Matthew Curcio, May 8, 2018
# Remove '#' to install packages:
#install.packages("devtools")
#install.packages("MatrixEQTL")
#source("http://www.bioconductor.org/biocLite.R")
#biocLite(c("Biobase"))
#install.packages(broom)
library(devtools)
library(broom)
library(Biobase)
library(MatrixEQTL)
Here we are going to follow along with the tutorial on MatrixEQTL.
First we find the files http://www.bios.unc.edu/research/genomic_software/Matrix_eQTL/runit.html
base.dir = find.package("MatrixEQTL")
SNP_file_name = paste(base.dir, "/data/SNP.txt", sep = "");
expression_file_name = paste(base.dir, "/data/GE.txt", sep = "")

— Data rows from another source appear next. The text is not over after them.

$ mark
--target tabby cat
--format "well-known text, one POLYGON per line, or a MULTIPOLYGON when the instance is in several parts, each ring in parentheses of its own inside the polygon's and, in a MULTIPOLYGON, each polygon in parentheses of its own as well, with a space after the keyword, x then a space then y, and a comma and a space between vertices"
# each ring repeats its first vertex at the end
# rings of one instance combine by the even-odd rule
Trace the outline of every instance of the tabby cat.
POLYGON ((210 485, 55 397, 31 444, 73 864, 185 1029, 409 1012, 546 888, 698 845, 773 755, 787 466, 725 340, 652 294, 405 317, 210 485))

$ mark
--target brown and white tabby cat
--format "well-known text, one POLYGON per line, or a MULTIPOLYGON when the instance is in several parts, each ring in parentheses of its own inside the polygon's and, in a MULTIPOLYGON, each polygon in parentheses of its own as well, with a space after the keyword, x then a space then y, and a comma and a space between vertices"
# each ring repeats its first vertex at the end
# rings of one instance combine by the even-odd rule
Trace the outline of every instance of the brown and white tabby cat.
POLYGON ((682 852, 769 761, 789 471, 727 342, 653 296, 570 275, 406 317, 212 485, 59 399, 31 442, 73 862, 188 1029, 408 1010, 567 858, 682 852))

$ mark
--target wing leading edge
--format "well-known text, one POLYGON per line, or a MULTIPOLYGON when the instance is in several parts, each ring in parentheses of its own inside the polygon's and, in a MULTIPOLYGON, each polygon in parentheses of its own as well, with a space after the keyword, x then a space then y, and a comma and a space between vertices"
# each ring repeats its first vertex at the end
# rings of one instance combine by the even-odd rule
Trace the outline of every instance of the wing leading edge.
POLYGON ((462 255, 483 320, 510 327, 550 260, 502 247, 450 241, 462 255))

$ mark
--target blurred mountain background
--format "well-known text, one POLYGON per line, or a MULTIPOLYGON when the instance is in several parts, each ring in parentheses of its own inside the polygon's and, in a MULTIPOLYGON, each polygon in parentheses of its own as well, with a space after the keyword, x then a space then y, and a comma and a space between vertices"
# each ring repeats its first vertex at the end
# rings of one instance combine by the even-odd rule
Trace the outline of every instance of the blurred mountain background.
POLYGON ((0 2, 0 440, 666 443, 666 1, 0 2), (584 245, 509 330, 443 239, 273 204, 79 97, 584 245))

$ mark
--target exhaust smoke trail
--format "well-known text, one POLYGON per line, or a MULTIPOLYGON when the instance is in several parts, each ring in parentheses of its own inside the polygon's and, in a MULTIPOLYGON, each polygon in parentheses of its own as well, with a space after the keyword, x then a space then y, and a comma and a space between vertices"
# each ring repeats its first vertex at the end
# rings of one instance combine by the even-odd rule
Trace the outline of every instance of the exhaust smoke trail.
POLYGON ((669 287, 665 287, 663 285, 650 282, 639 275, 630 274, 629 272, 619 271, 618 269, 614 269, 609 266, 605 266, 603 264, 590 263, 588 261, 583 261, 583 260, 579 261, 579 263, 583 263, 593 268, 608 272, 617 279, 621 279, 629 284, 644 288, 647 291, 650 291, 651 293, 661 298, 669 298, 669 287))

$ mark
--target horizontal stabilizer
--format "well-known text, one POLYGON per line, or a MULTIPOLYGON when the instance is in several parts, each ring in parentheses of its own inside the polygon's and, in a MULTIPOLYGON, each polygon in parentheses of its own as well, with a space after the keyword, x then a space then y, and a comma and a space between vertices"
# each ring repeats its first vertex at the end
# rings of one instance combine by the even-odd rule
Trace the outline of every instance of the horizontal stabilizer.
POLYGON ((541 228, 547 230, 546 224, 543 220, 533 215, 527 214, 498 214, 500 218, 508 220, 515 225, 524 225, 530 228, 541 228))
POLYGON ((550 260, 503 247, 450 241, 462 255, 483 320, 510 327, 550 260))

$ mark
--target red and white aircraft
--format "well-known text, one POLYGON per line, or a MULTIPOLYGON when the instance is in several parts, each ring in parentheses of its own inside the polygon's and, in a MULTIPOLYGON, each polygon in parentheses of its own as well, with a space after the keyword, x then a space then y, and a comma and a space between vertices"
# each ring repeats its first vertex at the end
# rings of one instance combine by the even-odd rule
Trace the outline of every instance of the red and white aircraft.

covariates_file_name = paste(base.dir, "/data/Covariates.txt", sep = "")
output_file_name = tempfile()
Next we load the data so we can see it
expr = read.table(expression_file_name,
sep = "\t",
header = T,
row.names = 1)
expr[1,]
## Sam_01 Sam_02 Sam_03 Sam_04 Sam_05 Sam_06 Sam_07 Sam_08 Sam_09
## Gene_01 4.91 4.63 5.18 5.07 5.74 5.09 5.31 5.29 4.73
## Sam_10 Sam_11 Sam_12 Sam_13 Sam_14 Sam_15 Sam_16
## Gene_01 5.72 4.75 4.54 5.01 5.03 4.84 4.44
snps = read.table(SNP_file_name,
sep = "\t",
header = T,
row.names = 1)
snps[1,]
## Sam_01 Sam_02 Sam_03 Sam_04 Sam_05 Sam_06 Sam_07 Sam_08 Sam_09
## Snp_01 2 0 2 0 2 1 2 1 1
## Sam_10 Sam_11 Sam_12 Sam_13 Sam_14 Sam_15 Sam_16
## Snp_01 1 2 2 1 2 2 1
cvrt = read.table(covariates_file_name,
sep = "\t",
header = T,
row.names = 1)
cvrt[1,]
## Sam_01 Sam_02 Sam_03 Sam_04 Sam_05 Sam_06 Sam_07 Sam_08 Sam_09
## gender 0 0 0 0 0 0 0 0 1
## Sam_10 Sam_11 Sam_12 Sam_13 Sam_14 Sam_15 Sam_16
## gender 1 1 1 1 1 1 1
The simplest eQTL analysis just computes linear regression models for each SNP/gene pair.
e1 = as.numeric(expr[1,])
e1
## [1] 4.91 4.63 5.18 5.07 5.74 5.09 5.31 5.29 4.73 5.72 4.75 4.54 5.01 5.03
## [15] 4.84 4.44
s1 = as.numeric(snps[1,])
s1
## [1] 2 0 2 0 2 1 2 1 1 1 2 2 1 2 2 1
lm1 = lm(e1 ~ s1)
lm1
##
## Call:
## lm(formula = e1 ~ s1)
##
## Coefficients:
## (Intercept) s1
## 4.92968 0.06387
tidy(lm1)
## term estimate std.error statistic p.value
## 1 (Intercept) 4.92967742 0.2137508 23.0627348 1.546033e-12
## 2 s1 0.06387097 0.1386998 0.4604979 6.522304e-01
plot(e1 ~ s1,
col = (s1 + 1),
main = "Linear Fit of Expression Vs Genotype",
sub = "Y = 0.06387097 * X + 4.92967742",
xaxt = "n",
xlab = "Genotype",
ylab = "Expression")
axis(1, at = c(0:2), labels = c("AA", "Aa", "aa"))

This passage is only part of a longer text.